Daily Joke: A Driver Loved to Make His Trains Go as Fast as Possible
A driver had always dreamed of driving a train since he was a child. He loved to make his train go as fast as possible until one day things got out of hand for him.
A man had always dreamed of driving a train since he was a kid. His fascination for speed was the driving force behind his ambition.
Finally, he became a train driver and fulfilled his childhood dream. He yet had a chance to be as fast as he wanted. He had a penchant for making the train move more quickly.
One day, his love for speeding got out of hand, and he was involved in an accident. His reckless and careless driving caused the crash.
He was able to get out alive, but someone else had lost his life in the crash. Passerbys and other passengers accused him of causing the death of a passenger.
He was taken to court and tried. The judge found him guilty and decided that he should be sentenced to death. He was told to count each day because his last was near.
On the day of his execution, he was told that he would be given whatever he wanted to eat. He surprised them when he asked for a single banana as his last meal.
After eating the banana, he was taken to the electric chair where he would be electrocuted. He was strapped to the chair, and the switch was flipped on, but what happened surprised them.
Sparks flew, and smoke filled the room, but nothing happened to the driver. At that time, the law stated that if execution failed halfway, the person should be set free because it could be divine intervention.
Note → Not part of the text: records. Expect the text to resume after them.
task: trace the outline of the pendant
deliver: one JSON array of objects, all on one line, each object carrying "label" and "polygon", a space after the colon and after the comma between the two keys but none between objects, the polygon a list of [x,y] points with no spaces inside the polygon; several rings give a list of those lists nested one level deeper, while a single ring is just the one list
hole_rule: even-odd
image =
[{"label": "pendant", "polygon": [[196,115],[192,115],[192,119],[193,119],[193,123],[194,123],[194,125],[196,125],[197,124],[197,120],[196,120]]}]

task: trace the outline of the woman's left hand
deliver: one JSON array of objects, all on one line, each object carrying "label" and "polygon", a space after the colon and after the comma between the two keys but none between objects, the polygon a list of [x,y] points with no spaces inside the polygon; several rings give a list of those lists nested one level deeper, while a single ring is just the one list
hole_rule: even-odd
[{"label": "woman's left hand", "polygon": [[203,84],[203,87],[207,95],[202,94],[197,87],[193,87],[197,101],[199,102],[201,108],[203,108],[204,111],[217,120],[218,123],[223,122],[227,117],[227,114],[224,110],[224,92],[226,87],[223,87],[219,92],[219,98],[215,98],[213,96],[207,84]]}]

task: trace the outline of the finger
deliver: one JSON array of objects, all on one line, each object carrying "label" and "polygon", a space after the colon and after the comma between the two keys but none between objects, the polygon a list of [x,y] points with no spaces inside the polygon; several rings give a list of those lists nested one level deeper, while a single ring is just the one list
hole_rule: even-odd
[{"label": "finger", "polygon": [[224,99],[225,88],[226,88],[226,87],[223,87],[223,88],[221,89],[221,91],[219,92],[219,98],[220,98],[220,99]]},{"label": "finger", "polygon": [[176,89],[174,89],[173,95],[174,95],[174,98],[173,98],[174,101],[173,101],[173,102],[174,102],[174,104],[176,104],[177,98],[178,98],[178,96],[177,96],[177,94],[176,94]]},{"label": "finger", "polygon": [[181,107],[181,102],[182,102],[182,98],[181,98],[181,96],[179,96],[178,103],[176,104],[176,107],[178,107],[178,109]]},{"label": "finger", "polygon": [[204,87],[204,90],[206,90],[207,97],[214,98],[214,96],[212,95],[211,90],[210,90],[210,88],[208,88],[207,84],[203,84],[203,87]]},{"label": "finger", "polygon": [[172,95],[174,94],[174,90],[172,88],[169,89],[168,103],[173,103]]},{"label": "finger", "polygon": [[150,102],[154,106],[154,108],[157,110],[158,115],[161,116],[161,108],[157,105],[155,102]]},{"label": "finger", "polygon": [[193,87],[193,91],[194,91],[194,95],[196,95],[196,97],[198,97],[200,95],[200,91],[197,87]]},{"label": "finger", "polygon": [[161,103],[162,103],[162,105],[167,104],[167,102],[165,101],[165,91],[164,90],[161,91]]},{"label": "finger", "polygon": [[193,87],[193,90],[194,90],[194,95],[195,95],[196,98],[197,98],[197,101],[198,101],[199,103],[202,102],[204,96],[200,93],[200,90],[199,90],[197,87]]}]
The man was set free and was given his old job as a driver. Once again, he went back to his speedy ways, and two passengers were killed.
After his conviction, he requested two bananas as his final meal, and after being strapped to the chair, once again, he was unharmed and free to go.
Once again, he went back to his old job and killed three people. He requested three bananas, and the executioner refused to give him and said he had had enough of his bananas.
The driver was strapped to the chair without having anything to eat, but once again, he was unharmed. The executioner was speechless, but the driver said:
"Oh, the bananas had nothing to do with it. I’m just a bad conductor."